V.S. Kumbhar, Shivaji University, Kolhapur, India
K.S. Oza, Shivaji University, Kolhapur, India
R.K. Kamat, Shivaji University, Kolhapur, India
Web mining is the application of data mining strategies to excerpt learning from web information, i.e. web content, web structure, and web usage data. With the emergence of the web as the predominant and converging platform for communication, business and scholastic information dissemination, especially in the last five years, there are ever increasing research groups working on different aspects of web mining mainly in three directions. These are: mining of web content, web structure and web usage. In this context there are good number of frameworks and benchmarks related to the metrics of the websites which is certainly weighty for B2B, B2C and in general in any e-commerce paradigm. Owing to the popularity of this topic there are few books in the market, dealing more on such performance metrics and other related issues. This book, however, omits all such routine topics and lays more emphasis on the classification and clustering aspects of the websites in order to come out with the true perception of the websites in light of its usability.

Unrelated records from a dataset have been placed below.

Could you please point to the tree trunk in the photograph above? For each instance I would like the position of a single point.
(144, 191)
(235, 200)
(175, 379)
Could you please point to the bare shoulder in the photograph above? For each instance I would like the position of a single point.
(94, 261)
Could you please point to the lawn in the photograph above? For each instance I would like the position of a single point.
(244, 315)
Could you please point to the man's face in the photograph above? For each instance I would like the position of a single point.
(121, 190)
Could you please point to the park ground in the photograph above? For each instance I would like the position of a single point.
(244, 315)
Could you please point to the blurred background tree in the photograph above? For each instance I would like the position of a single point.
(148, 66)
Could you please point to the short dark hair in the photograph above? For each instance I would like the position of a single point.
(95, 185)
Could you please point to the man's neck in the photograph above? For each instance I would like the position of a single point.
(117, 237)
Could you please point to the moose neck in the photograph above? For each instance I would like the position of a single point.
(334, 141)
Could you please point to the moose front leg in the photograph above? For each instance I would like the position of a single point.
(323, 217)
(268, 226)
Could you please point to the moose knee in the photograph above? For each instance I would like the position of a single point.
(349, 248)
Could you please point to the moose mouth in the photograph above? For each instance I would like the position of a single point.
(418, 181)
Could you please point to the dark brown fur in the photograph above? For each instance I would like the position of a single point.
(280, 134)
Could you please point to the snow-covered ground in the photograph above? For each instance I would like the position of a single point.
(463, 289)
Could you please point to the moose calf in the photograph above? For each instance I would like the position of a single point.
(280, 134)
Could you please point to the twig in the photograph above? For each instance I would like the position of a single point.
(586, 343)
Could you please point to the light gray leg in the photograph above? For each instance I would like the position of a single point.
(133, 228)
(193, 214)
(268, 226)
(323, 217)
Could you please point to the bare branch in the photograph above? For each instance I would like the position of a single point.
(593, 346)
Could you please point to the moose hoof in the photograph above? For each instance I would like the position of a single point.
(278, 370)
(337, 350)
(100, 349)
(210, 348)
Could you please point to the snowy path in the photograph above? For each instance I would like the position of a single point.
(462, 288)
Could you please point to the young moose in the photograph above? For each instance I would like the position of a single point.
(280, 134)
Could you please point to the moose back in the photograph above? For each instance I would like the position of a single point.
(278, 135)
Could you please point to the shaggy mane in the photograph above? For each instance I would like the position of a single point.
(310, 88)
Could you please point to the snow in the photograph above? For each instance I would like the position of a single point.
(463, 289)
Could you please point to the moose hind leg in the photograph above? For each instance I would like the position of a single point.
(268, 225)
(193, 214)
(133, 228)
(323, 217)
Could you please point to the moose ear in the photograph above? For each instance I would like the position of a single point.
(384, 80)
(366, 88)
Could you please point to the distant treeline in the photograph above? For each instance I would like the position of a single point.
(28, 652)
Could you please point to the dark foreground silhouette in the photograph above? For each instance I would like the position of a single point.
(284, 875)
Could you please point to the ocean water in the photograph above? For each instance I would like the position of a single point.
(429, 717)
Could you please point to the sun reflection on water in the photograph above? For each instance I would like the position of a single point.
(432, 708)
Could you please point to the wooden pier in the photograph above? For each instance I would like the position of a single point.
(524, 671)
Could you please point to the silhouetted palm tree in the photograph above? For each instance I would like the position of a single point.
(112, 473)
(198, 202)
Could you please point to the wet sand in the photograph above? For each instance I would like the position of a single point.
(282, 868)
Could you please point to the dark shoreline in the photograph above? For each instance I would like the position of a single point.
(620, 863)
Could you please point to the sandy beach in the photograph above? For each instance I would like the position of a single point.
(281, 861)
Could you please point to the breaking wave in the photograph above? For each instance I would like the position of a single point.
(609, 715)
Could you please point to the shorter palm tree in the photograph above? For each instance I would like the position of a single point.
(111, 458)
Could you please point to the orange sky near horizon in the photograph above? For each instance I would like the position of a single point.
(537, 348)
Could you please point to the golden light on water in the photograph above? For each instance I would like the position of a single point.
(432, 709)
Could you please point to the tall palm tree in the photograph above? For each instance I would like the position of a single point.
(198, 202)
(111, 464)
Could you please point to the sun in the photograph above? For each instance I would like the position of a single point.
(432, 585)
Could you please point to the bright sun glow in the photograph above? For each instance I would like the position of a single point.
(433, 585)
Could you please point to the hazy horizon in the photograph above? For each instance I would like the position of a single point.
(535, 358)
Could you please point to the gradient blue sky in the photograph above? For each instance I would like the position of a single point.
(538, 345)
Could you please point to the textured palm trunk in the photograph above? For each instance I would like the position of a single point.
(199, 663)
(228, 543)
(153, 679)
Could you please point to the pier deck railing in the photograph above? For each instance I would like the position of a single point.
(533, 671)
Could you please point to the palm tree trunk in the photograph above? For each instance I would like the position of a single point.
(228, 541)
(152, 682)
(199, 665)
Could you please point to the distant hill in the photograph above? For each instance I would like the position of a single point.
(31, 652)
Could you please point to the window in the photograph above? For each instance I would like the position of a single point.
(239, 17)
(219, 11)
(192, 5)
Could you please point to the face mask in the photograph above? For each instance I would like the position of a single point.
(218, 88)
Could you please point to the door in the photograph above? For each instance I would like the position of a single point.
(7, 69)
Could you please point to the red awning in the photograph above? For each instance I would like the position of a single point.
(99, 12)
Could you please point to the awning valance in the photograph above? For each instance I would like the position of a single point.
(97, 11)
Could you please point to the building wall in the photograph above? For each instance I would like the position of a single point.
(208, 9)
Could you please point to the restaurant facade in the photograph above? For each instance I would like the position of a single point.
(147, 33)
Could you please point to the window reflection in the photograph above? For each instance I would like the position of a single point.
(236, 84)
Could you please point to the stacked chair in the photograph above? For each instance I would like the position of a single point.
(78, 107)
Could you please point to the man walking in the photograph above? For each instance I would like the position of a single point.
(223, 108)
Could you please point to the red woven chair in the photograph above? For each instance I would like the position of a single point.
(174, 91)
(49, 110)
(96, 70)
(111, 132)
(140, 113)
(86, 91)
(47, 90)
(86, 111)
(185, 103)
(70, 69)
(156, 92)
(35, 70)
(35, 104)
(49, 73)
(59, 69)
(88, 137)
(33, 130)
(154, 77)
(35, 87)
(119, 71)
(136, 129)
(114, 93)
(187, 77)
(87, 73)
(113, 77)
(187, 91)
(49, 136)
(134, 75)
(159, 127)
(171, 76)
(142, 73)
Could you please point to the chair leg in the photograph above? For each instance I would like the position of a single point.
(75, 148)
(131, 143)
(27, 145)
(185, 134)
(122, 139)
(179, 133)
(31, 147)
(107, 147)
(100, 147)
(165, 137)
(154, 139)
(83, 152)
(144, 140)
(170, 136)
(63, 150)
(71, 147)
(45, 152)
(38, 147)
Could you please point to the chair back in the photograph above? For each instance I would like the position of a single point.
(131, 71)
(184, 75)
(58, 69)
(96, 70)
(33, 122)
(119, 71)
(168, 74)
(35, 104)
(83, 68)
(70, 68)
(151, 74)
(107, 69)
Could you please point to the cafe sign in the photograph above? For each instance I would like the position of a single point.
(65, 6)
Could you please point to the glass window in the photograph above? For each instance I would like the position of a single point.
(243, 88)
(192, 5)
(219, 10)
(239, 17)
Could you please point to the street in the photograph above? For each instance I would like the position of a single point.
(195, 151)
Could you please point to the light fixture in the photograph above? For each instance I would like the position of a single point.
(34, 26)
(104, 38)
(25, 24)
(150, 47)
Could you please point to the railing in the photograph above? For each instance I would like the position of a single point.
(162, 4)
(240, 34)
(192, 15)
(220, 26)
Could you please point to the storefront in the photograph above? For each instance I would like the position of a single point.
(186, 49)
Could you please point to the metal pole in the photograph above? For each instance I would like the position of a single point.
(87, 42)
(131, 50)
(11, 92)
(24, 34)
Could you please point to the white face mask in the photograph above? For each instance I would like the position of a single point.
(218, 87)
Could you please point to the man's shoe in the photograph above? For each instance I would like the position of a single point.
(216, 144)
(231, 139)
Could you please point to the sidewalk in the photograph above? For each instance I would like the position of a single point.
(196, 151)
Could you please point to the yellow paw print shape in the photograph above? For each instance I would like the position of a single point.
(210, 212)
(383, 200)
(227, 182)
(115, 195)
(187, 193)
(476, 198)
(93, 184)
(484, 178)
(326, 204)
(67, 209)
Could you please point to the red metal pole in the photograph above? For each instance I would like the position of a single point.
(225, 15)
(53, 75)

In nutshell, Web Mining: A Synergic Approach Resorting to Classifications and Clustering
showcases an effective methodology for classification and clustering of web sites from their usability point of view. While the clustering and classification is accomplished by using an open source tool WEKA, the basic dataset for the selected websites has been emanated by using a free tool site-analyzer. As a case study, several commercial websites have been analyzed. The dataset preparation using site-analyzer and classification through WEKA by embedding different algorithms is one of the unique selling points of this book. This text projects a complete spectrum of web mining from its very inception through data mining and takes the reader up to the application level.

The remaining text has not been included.